I apologize for the delay in writing this.
As I am sure you can imagine, it took me some time to process the incredible outpouring of love and support that I received regarding my depression after Randy’s blog post
I would like to try to describe to you my feelings in regard to the feedback I received.
Originally, I was completely overwhelmed. I was overwhelmed by the number of people who embraced me in spite of my struggle. I felt the emotion in your emails, messages, and texts and it was loud and clear to me that judgment didn’t exist in them. Randy had tried to encourage me time and time again to be public about my illness and I continued to resist. I now know that she somehow had the foresight to know that I would be loved and supported and that others would benefit from knowing my “secret”.
I also found myself feeling quite normal after so many of you shared privately and publicly, that depression had been or still is a part of your lives. As you know, we often find ourselves judging our insides against other peoples outsides.

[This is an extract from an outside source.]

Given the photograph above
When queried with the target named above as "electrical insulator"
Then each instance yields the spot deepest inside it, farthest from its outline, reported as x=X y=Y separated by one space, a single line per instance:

When I looked around and only saw people’s outsides, (and those people seemed like depression was the furthest thing from their reality) I became convinced that I was suffering alone. Thank you for taking that loneliness away from me. I will be forever grateful for that.

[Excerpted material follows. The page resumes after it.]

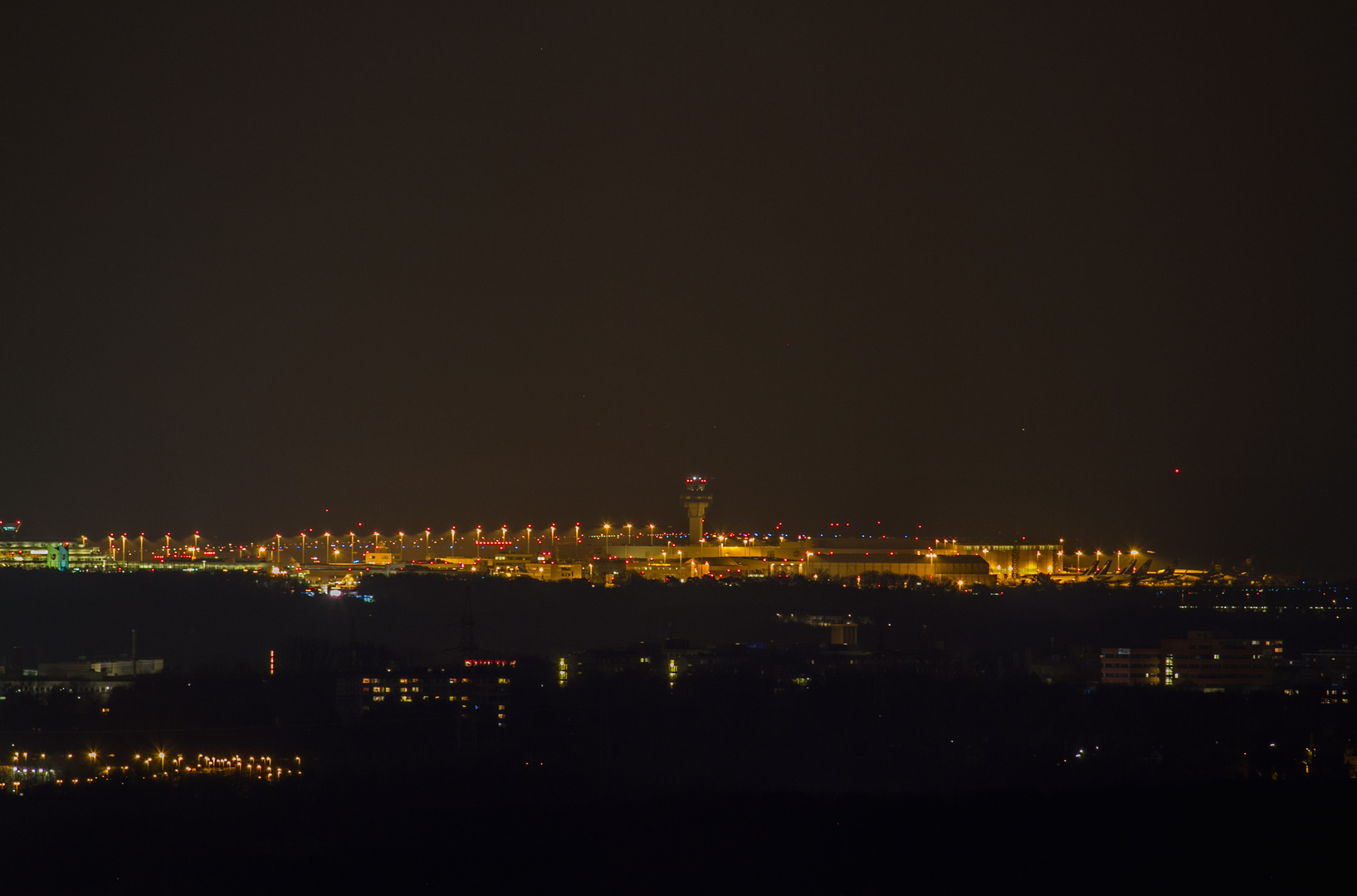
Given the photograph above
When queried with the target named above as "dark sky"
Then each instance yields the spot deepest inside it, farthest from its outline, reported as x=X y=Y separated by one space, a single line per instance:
x=972 y=267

Shortly after processing those feelings, I found myself feeling very validated. Doctors kept telling me that depression is hereditary and for years I kept telling them that I was the only one. Through that blog post, I learned that those doctors were right and having the support and understanding of others in my family who suffer from depression also, reminds me that I will never be alone again.

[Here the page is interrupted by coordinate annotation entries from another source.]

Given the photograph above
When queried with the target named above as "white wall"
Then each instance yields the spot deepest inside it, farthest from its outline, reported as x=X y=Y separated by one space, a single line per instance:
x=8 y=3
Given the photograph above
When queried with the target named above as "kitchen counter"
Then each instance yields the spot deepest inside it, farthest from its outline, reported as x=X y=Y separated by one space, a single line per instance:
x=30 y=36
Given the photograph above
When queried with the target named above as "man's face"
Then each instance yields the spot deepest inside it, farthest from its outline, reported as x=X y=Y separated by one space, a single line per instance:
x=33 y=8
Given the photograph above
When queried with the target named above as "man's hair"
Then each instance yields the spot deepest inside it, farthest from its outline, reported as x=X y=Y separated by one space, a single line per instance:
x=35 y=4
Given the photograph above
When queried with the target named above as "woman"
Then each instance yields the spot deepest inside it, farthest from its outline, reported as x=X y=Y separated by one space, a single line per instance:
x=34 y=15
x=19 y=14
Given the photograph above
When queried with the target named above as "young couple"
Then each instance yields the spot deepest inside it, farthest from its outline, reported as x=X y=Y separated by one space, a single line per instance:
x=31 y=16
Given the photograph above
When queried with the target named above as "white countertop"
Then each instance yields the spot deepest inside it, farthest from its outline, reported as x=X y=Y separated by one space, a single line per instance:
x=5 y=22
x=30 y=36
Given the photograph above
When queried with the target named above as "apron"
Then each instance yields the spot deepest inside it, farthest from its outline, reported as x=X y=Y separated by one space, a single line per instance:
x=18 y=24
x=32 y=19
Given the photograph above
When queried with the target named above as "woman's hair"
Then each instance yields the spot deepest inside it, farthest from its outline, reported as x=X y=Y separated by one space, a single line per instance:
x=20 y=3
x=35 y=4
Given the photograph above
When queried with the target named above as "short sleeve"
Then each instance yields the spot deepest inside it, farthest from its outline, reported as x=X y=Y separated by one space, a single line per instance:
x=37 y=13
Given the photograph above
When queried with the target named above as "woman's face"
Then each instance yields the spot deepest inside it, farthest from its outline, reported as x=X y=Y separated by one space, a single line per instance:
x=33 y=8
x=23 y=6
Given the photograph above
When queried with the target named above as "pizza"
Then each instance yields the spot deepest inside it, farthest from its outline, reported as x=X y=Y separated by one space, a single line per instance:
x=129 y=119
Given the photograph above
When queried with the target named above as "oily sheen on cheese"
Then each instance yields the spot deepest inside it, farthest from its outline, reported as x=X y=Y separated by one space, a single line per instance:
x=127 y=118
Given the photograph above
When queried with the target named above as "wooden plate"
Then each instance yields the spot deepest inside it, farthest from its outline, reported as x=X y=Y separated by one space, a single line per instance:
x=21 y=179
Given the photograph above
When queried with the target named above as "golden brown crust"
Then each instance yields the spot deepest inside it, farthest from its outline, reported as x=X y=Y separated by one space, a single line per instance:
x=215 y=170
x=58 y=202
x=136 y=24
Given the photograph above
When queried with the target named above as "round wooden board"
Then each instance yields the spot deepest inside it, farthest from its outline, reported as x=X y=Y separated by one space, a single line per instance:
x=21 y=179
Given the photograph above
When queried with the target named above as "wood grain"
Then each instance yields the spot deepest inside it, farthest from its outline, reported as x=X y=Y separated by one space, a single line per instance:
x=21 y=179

In the dark times of my depression, dead or alive just doesn’t matter. It’s not like I want to die, I just feel dead inside. I just don’t care. I can’t explain it. I’m just incredibly sad. When I feel good, I think how could I ever feel anything but good, but I also know that darkness can be hiding around the next bend. It’s scary, really scary. It’s not fair to my husband, my kids or my family & friends, not to mention my business partners, but honestly I don’t feel like there is anything I can do about it at the time. I must say that there is always one thing that can (temporarily) pull me out no matter what. When the phone rings and it is a client in labor, EVERYTHING shuts off. Every time! I become a doula and nothing but supporting that new family as they welcome their child matters.
Depression is a taboo topic and a difficult and embarrassing one to discuss. Every new patient form I have filled out over the years, has asked if I suffer from depression. I always wonder, why do they want to know? Even though I would check yes, no one would ever mention it or address it. I took that as a sign that I was supposed to just live with it. I was suffering in silence and what’s worse is that my husband and children were suffering too. Knowing that they would do anything they could, to “pull me out” and not being able to even reach for their hands, breaks my heart even as I write this.
I am now doused in self acceptance. This is who I am. I will forever carry a depression diagnosis with me where ever I go. Every morning when I wake up, my depression is the first thing I think about because before I do anything else, I take my medicine. Every night, my depression is the last thing I think about because right before I close my eyes, I take my medicine. The rest of the day, I try not to think about it. I’ve accepted it. My life doesn’t revolve around it, at least not anymore. I now have the tools I have needed to manage this debilitating illness, but more importantly, I have lost the shame.
My windows are open wide and I am not afraid to be who I am. I thank you over and over again for your acceptance of the real Debbie and I hope that I have in some small way, made it a little be easier for you to open yours.